An aside:
several years ago I exchanged views with Brad Klein about the lack of longer-form essays/thought pieces in the major magazines. His point was: editors look at the online numbers/data and decide that they don't want any more than a high-concept 300 word snapshot; my point was, maybe the data is a self-fulfilling prophecy, ie you give readers nothing more than high-concept 500 word snapshots and when they stop reading after 300 words you decide that this will be the new word count -- instead of considering the possibility that they've stopped reading precisely because they're tired of high-concept snapshots of ANY length, and are hungering for something real to sink their teeth into.
Which is to say: this is an important topic, the 'affordable' $150 green fee -- an issue that I believe a LOT of average golfers would like to have insightfully explored and unpacked in all its nuances.

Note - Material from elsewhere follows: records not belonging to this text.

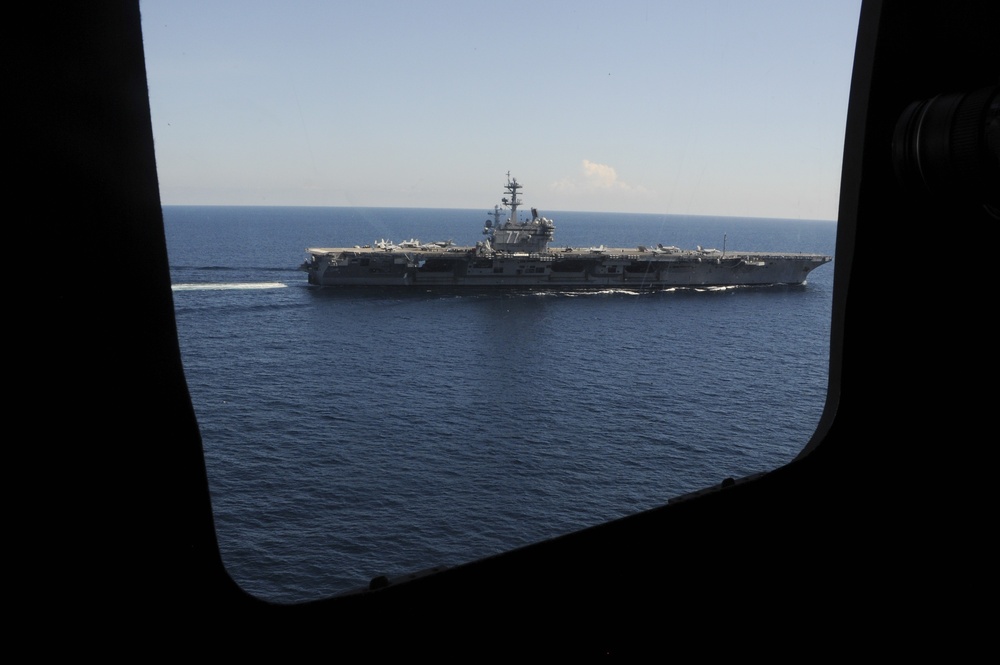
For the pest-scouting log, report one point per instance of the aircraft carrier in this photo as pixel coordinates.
(517, 254)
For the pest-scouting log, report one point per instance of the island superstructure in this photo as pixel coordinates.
(517, 254)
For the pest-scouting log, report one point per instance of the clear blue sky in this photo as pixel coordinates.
(661, 106)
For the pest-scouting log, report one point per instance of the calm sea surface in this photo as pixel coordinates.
(352, 435)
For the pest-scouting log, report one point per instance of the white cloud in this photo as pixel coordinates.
(595, 177)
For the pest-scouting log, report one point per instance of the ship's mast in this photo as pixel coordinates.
(512, 187)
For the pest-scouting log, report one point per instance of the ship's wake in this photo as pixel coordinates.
(227, 286)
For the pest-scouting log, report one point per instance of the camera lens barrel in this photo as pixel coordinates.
(949, 146)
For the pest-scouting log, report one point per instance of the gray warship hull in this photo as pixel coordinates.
(623, 268)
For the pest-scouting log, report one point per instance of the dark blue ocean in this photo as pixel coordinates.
(350, 435)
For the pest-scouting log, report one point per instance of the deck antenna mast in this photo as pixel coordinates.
(512, 187)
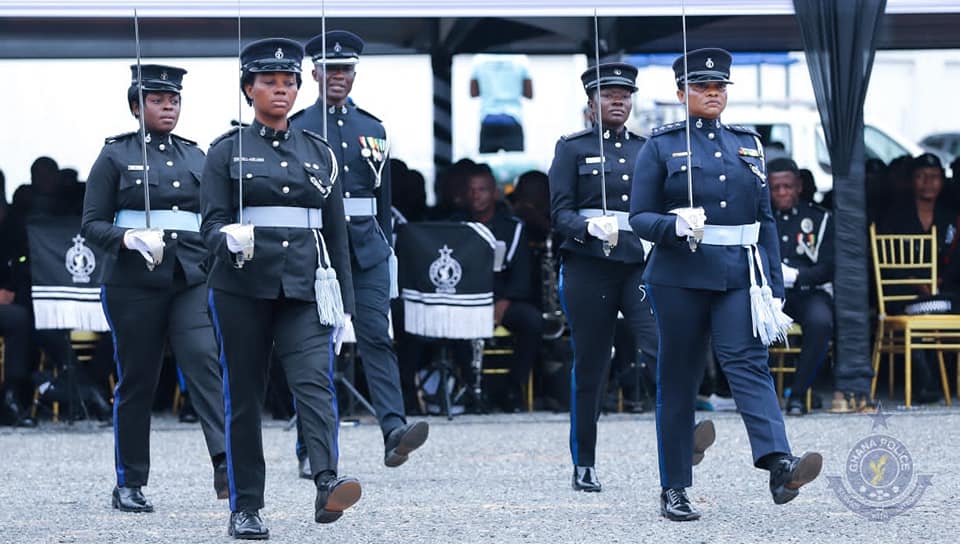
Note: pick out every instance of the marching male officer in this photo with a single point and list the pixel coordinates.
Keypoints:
(360, 144)
(601, 259)
(806, 255)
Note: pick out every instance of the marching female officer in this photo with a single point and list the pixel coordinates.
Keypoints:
(601, 259)
(273, 220)
(716, 291)
(153, 283)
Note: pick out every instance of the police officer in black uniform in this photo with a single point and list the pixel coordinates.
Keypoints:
(153, 282)
(280, 281)
(806, 252)
(360, 144)
(707, 293)
(601, 259)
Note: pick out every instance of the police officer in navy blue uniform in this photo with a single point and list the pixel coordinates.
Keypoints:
(153, 282)
(806, 254)
(360, 143)
(280, 281)
(707, 293)
(601, 259)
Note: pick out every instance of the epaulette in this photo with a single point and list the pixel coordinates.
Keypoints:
(742, 129)
(370, 115)
(573, 135)
(184, 140)
(666, 129)
(224, 136)
(119, 137)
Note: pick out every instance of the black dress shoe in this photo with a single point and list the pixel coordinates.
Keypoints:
(402, 441)
(130, 499)
(704, 435)
(790, 473)
(247, 526)
(303, 467)
(334, 496)
(585, 479)
(675, 506)
(221, 480)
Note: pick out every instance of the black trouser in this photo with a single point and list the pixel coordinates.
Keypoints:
(525, 323)
(813, 310)
(247, 330)
(592, 291)
(141, 320)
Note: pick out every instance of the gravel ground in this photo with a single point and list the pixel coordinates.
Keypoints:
(496, 479)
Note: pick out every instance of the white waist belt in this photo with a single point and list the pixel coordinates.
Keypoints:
(283, 216)
(731, 235)
(623, 218)
(159, 219)
(360, 206)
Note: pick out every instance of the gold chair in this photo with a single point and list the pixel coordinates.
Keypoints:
(779, 352)
(901, 260)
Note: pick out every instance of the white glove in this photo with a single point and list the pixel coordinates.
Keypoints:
(239, 239)
(149, 242)
(344, 332)
(789, 275)
(689, 220)
(605, 228)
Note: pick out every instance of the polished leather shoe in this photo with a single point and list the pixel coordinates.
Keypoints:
(585, 479)
(334, 496)
(247, 526)
(221, 480)
(402, 441)
(130, 499)
(303, 467)
(704, 435)
(790, 473)
(675, 506)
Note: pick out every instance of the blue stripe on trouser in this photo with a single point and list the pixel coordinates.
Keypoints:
(121, 476)
(656, 316)
(227, 409)
(574, 446)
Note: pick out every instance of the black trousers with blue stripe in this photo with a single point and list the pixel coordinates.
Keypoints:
(141, 321)
(247, 329)
(686, 319)
(592, 292)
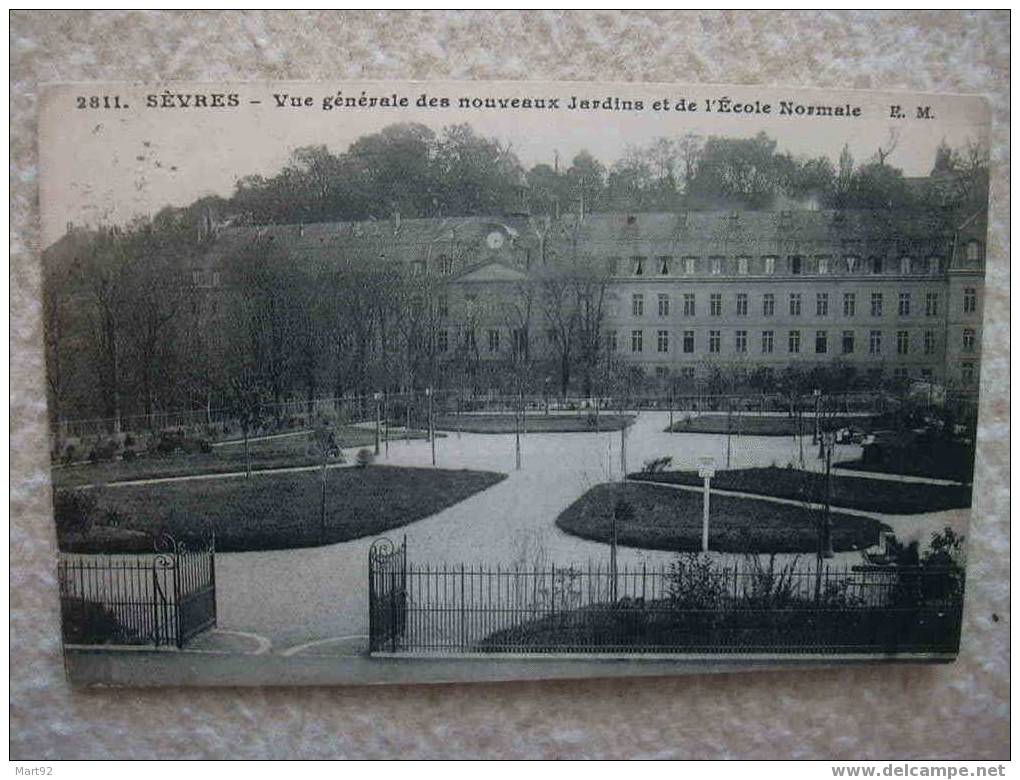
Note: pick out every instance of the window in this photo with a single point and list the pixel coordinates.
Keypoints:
(848, 342)
(902, 342)
(612, 343)
(904, 309)
(662, 341)
(636, 341)
(875, 343)
(969, 300)
(638, 304)
(821, 342)
(821, 304)
(794, 343)
(968, 340)
(849, 304)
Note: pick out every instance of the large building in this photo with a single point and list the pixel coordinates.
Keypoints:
(893, 295)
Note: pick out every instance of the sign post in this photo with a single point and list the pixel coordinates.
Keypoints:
(706, 470)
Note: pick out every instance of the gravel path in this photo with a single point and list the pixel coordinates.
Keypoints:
(303, 595)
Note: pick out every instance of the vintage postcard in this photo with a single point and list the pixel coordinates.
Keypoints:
(370, 382)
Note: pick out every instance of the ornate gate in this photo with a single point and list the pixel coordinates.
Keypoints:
(387, 594)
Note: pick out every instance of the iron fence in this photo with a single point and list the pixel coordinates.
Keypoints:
(692, 607)
(163, 599)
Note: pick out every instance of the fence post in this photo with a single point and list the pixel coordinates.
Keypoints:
(463, 628)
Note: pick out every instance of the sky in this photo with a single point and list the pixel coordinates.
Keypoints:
(105, 166)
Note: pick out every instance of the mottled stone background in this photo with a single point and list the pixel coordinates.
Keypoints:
(959, 711)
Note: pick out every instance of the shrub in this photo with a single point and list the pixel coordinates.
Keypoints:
(694, 582)
(657, 465)
(73, 511)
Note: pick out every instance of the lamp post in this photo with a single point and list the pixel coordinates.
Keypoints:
(378, 419)
(431, 429)
(706, 470)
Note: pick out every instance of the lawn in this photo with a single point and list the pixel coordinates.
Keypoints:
(753, 425)
(666, 518)
(277, 511)
(882, 496)
(536, 423)
(281, 452)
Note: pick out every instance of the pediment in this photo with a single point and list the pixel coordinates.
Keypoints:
(493, 272)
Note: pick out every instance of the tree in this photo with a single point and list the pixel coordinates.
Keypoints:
(244, 401)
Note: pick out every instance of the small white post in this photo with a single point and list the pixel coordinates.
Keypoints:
(706, 470)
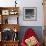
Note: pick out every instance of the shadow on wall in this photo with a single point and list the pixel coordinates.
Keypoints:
(37, 29)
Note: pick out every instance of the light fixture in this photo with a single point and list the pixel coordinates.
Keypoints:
(15, 3)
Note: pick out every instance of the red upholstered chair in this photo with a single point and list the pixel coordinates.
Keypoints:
(29, 33)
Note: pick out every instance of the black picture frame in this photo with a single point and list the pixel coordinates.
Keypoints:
(30, 13)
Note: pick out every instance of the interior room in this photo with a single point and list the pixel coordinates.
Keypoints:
(22, 23)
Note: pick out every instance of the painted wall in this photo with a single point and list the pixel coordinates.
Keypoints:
(26, 3)
(37, 29)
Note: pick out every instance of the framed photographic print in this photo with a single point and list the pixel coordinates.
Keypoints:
(30, 13)
(5, 12)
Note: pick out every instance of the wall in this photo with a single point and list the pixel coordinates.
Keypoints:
(26, 3)
(37, 29)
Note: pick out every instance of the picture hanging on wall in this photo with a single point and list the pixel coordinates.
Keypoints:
(30, 13)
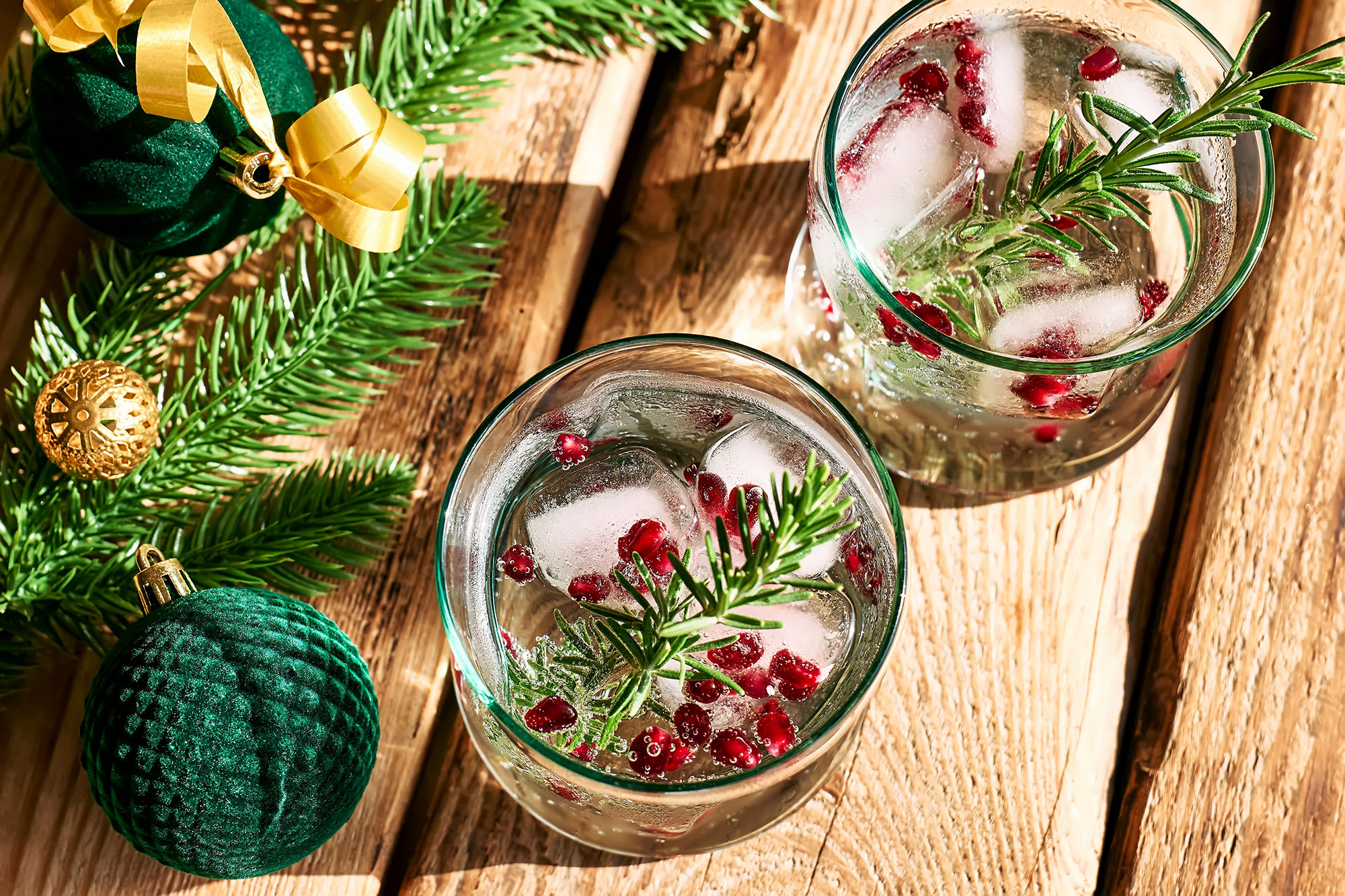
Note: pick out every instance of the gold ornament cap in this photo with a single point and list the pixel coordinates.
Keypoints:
(161, 579)
(98, 420)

Ran is a bright man, and a good writer himself -- why not give a Sean A or Tom D or Kyle H or Gib P etc a chance at 1500-2000 words to explore the topic and start a meaningful conversation about the pros/cons/future of the new normal in quality golf?
In the hands of a good writer, and without the usual click-bait bs, I'd bet that very few readers would check out after only 300 words. Readers know when a topic/issue actually MEANS something, and when an essay writer is honestly and genuinely grappling with it.